In 1933, after turning pro and feeling less and less at ease with the growing tide of Nazism in Germany, he emigrated to Paris, returning to Germany once in a while to visit his family and race. His coach, Berliner, stayed in Germany and was finding it more and more difficult to survive there. Because he was Jewish he was eventually prohibited from coaching and was the victim of intimidation and violence. Richter aided his coach by sending him winnings from races.
The Nazi authorities were furious and considered this to be an affront to Hitler himself. Scenes like the one below probably didn’t help his case much. This is Richter, just having won the German Championships in Hanover, the only one in the photo not giving the Nazi salute.

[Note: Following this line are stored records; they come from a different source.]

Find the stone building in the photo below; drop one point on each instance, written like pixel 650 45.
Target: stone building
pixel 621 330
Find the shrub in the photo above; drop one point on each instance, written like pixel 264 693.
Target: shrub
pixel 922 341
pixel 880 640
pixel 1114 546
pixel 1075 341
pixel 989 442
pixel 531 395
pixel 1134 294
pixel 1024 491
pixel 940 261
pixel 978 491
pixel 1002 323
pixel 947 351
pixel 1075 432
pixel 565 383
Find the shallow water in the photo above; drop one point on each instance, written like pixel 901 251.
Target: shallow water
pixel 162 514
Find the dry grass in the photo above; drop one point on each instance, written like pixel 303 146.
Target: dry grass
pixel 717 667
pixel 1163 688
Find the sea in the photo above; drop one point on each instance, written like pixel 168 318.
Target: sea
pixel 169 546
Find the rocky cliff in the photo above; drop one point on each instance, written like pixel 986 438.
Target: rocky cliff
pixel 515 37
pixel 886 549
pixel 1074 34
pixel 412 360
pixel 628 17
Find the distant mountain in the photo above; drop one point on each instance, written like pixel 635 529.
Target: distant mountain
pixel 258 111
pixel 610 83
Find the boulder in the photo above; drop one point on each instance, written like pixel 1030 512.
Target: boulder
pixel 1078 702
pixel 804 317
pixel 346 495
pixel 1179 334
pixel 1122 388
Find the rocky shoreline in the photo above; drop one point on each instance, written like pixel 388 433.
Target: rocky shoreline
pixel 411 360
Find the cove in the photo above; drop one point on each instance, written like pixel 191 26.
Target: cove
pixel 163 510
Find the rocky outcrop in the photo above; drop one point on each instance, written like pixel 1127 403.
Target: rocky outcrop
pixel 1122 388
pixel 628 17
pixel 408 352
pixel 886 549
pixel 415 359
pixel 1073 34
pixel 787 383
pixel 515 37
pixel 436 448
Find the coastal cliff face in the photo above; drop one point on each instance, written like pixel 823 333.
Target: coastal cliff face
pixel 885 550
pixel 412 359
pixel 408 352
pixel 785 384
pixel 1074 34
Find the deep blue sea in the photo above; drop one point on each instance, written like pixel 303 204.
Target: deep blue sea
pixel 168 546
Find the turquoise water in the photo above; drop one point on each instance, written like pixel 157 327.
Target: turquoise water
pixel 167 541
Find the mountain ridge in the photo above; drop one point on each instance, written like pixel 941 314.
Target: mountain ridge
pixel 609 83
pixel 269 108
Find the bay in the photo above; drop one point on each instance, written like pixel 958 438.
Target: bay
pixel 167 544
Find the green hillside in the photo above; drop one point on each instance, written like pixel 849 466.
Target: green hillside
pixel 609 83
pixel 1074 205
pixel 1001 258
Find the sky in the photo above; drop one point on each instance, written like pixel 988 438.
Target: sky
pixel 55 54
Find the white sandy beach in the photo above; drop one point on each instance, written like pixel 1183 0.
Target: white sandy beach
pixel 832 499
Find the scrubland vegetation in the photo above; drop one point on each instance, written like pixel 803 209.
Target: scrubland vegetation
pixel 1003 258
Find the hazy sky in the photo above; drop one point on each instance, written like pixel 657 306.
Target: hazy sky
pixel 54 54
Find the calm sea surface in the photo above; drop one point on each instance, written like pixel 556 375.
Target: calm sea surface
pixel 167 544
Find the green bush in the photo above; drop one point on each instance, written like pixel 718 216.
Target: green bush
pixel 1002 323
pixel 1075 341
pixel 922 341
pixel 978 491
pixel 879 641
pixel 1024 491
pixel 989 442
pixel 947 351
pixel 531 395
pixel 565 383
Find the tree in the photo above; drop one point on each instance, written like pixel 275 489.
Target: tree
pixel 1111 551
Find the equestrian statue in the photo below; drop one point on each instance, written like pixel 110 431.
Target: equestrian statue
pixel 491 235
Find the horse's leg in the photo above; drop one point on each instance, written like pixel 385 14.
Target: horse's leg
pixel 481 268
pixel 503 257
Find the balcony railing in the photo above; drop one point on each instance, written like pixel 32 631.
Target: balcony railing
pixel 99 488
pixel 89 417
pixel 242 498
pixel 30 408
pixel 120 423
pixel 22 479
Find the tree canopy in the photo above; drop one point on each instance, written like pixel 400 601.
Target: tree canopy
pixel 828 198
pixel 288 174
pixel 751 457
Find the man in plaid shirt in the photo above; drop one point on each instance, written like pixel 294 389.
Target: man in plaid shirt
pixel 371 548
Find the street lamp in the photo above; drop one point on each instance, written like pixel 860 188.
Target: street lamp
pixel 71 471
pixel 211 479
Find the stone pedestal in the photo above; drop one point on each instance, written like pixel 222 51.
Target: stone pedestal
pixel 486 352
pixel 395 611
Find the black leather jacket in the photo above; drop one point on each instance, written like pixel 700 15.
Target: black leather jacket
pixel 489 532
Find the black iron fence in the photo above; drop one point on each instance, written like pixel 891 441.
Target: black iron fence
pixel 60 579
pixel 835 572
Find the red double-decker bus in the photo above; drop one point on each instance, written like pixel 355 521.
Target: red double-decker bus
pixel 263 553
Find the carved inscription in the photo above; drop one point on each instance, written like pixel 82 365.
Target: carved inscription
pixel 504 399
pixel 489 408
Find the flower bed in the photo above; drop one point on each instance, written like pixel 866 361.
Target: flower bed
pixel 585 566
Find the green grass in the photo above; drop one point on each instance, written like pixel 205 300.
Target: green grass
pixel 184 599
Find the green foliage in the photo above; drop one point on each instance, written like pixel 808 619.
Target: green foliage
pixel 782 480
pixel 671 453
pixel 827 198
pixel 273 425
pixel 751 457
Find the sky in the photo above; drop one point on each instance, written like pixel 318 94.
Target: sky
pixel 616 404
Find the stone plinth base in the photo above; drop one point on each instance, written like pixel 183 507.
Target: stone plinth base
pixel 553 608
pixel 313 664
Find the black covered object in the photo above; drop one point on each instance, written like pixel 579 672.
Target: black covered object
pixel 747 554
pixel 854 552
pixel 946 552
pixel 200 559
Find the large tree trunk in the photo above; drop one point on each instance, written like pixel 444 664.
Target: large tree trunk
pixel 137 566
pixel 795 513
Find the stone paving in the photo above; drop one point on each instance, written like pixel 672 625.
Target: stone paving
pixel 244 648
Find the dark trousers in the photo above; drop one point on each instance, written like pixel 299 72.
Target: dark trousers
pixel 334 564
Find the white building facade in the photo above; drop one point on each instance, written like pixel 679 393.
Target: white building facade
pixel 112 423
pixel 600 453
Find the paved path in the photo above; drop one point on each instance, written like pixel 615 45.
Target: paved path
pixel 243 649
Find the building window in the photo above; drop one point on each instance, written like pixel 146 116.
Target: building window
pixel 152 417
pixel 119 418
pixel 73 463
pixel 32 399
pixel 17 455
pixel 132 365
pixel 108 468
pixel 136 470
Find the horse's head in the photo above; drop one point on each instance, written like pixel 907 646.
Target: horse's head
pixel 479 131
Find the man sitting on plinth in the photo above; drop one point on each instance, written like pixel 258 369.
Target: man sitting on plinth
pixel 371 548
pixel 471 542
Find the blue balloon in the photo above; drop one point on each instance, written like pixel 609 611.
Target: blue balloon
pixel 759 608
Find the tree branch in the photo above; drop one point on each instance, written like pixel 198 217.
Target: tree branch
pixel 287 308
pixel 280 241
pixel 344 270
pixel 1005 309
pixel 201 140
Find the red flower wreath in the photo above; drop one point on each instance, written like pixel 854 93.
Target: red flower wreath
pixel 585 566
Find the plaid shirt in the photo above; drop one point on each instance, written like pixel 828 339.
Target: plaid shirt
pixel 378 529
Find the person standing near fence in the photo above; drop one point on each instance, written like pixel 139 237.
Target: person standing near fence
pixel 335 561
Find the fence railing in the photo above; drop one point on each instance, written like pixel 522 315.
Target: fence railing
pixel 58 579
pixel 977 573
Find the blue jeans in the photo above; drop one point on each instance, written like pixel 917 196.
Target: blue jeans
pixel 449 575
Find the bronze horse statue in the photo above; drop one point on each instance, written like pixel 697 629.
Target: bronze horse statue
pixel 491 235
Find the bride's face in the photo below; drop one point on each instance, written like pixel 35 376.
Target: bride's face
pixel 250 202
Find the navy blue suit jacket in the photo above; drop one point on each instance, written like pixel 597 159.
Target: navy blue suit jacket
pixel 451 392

In December 1939, not long after the war began, Richter went to Germany and won the Grand Prix of Berlin. A few days later he was stopped and taken off a train at the Swiss border, smuggling money (in his tires) to another Jewish friend. One month later he was found dead in his cell, the Nazi press saying at first that he had died skiing in the Alps, then changing it to a suicide, reporting that Richter had become overcome with guilt at trying to aid a Jew. The death was never formally registered, so the truth is still unknown. Albert Richter was 27 years old.
Richter’s story, among others, is part of a special exhibition on sport during the Nazi regime at the Shoah Memorial in Paris, running till March 18th.